Absolute poverty analysis that chooses a welfare indicator, identifies the poor through a poverty line and aggregates them fails to take vulnerability into account assuming that poor live in the “world of certainty” neglecting the different risks that they face and how vulnerable they are to crises/conflict throwing them into deeper poverty. (Dercon 2005:20)

 “There are many different definitions of vulnerability, but are all consensual about the link between vulnerability and risk. Coudouel and Hentschel (2000:34) argue that vulnerability goes beyond income vulnerability but also incorporates risks related to health, violence and social exclusion. But within the study of vulnerability on the opposite side there is the underlining principle of resilience. Indeed Chambers (1989:1) stated that vulnerability refers not only to the exposure to contingencies and stress, but to a defenselessness status due to a lack of means to cope without damaging loss. Poor coping strategies such as lack of assets, insurance or safety-nets increase vulnerability in the face of repeated disasters natural or political instability that can push someone from relative wealth to poverty and from poverty to extreme poverty or destitution.

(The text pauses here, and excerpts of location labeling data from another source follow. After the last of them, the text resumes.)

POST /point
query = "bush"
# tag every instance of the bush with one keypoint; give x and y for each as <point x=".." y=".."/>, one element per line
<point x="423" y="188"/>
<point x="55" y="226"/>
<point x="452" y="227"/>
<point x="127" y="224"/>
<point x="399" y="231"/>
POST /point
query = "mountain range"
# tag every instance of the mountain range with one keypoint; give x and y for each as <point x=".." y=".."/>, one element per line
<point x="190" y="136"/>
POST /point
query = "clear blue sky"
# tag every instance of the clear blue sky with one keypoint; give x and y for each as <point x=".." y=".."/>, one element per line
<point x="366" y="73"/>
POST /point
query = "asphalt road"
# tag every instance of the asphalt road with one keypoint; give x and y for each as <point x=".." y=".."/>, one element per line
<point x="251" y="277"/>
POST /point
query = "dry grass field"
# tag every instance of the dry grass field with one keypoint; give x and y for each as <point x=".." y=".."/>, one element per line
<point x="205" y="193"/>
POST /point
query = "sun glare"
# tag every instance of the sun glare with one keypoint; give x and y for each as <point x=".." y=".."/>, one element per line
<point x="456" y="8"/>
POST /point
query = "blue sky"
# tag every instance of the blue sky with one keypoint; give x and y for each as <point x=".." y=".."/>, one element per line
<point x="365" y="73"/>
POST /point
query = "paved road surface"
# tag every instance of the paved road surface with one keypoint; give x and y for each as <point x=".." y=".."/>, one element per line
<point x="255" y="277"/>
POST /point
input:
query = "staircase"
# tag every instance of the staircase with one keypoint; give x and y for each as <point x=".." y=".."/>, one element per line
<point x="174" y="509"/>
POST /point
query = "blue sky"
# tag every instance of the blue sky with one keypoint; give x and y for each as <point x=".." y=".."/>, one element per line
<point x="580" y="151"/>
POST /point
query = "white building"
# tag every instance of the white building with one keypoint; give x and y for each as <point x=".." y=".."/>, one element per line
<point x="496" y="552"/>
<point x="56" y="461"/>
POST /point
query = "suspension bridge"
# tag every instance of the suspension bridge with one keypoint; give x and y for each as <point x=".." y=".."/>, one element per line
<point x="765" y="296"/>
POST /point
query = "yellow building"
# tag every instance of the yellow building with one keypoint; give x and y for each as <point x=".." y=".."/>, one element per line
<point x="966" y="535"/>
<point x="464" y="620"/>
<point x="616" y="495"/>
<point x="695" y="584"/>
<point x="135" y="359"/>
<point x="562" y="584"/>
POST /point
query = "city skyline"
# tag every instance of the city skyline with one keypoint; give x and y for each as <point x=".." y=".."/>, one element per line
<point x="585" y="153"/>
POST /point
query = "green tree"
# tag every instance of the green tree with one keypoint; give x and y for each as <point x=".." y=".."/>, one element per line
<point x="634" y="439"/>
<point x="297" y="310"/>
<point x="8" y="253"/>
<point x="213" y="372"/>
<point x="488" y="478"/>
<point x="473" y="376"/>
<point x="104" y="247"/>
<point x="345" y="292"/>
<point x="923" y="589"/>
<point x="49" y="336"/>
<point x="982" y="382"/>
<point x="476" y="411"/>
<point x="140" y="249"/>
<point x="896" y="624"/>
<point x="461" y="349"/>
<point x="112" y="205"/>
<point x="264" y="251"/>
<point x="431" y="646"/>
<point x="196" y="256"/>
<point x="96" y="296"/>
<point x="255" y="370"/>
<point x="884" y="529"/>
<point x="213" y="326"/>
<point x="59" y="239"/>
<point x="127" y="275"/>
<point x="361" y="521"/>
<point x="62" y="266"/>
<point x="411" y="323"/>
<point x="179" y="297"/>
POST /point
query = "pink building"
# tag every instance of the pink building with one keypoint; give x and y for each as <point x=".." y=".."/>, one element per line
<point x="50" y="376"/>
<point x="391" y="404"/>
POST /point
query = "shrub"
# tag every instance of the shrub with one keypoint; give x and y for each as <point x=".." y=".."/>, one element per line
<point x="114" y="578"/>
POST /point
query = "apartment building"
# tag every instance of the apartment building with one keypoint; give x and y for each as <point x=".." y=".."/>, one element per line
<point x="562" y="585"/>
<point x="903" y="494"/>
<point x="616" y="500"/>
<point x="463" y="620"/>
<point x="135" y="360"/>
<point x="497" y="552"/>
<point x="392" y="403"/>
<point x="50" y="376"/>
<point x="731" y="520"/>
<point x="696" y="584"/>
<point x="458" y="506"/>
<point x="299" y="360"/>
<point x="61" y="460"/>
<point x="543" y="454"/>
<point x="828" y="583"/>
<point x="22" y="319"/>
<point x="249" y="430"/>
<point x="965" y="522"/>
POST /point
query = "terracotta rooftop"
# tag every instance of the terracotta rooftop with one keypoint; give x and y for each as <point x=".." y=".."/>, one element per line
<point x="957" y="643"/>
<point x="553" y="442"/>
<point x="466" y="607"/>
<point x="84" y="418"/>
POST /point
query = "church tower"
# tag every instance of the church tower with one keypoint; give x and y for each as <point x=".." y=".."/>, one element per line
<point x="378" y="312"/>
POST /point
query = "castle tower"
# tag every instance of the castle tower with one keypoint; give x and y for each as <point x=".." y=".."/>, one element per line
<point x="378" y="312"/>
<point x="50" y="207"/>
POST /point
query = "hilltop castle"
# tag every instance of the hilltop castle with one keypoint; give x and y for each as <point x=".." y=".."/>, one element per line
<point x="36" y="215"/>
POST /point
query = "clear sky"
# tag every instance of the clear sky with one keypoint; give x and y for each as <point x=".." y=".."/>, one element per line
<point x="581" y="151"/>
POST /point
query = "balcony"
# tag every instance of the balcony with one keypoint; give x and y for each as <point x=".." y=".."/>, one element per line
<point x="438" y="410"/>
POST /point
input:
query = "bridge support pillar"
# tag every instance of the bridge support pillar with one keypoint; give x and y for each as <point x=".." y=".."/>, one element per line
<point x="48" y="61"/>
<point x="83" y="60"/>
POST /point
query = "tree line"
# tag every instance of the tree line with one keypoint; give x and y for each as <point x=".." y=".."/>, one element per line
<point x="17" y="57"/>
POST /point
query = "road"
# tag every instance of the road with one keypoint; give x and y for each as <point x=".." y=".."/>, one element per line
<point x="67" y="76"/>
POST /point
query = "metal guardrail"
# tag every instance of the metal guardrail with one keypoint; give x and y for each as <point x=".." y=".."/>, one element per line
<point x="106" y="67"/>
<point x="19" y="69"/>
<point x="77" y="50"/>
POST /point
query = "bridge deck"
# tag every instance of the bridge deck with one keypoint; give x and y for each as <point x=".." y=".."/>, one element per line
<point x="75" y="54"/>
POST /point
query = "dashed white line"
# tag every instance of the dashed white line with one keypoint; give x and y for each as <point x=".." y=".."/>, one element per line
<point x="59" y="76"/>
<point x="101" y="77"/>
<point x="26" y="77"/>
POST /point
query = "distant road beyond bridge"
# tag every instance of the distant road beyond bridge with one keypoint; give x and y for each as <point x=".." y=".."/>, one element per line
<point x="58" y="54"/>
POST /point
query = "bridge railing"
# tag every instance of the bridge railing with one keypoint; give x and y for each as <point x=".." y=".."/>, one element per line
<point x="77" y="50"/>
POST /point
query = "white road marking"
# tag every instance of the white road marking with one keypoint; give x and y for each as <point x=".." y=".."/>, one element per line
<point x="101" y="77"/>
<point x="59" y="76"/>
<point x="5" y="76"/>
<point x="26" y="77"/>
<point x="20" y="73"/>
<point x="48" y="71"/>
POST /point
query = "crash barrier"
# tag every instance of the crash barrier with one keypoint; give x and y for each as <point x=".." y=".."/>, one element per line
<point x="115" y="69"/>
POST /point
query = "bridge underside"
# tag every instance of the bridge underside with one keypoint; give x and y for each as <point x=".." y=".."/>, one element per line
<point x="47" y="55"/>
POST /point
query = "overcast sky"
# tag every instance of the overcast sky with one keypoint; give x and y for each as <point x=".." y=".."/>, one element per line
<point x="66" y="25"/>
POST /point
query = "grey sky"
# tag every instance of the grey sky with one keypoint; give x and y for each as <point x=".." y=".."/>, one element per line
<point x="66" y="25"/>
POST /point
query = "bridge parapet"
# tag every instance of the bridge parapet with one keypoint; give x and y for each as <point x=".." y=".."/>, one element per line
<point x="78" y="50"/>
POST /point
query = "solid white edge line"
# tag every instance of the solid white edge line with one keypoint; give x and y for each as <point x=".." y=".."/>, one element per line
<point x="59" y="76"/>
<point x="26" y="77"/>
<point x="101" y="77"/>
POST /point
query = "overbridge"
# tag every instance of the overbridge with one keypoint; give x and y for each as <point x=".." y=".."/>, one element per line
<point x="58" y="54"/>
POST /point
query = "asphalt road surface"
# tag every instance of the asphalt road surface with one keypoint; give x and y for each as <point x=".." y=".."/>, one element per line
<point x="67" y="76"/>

Wood (2003:455) believes that the poorest cannot apply risk management and strategic preparation for the future to ensure their security.” 

Definitions of Vulnerability

Vulnerability assessments may be relevant to study extreme poverty because they allow understanding the impact of several external shocks on poor by creating a profile on the scale and intensity of risks that poor face. This approach allows to account damage to assets such as crops, livestock or infrastructure as well as to identify the coping strategies available such as assets; insurance and safety nets that demonstrate resilience. It may also show the impact on different groups of poor for e.g. the chronically poor. It allows policy-makers to understand the dynamics of vulnerability in fragile contexts useful to set policy recommendations in areas of provision of insurance, social protection, human rights and legal protection.

Either our goal is total poverty eradication or the target of 3% residual poverty, tackling extreme poverty means to address poverty in all its forms, namely phenomenon related with chronic and transitory poverty, vulnerability and resilience.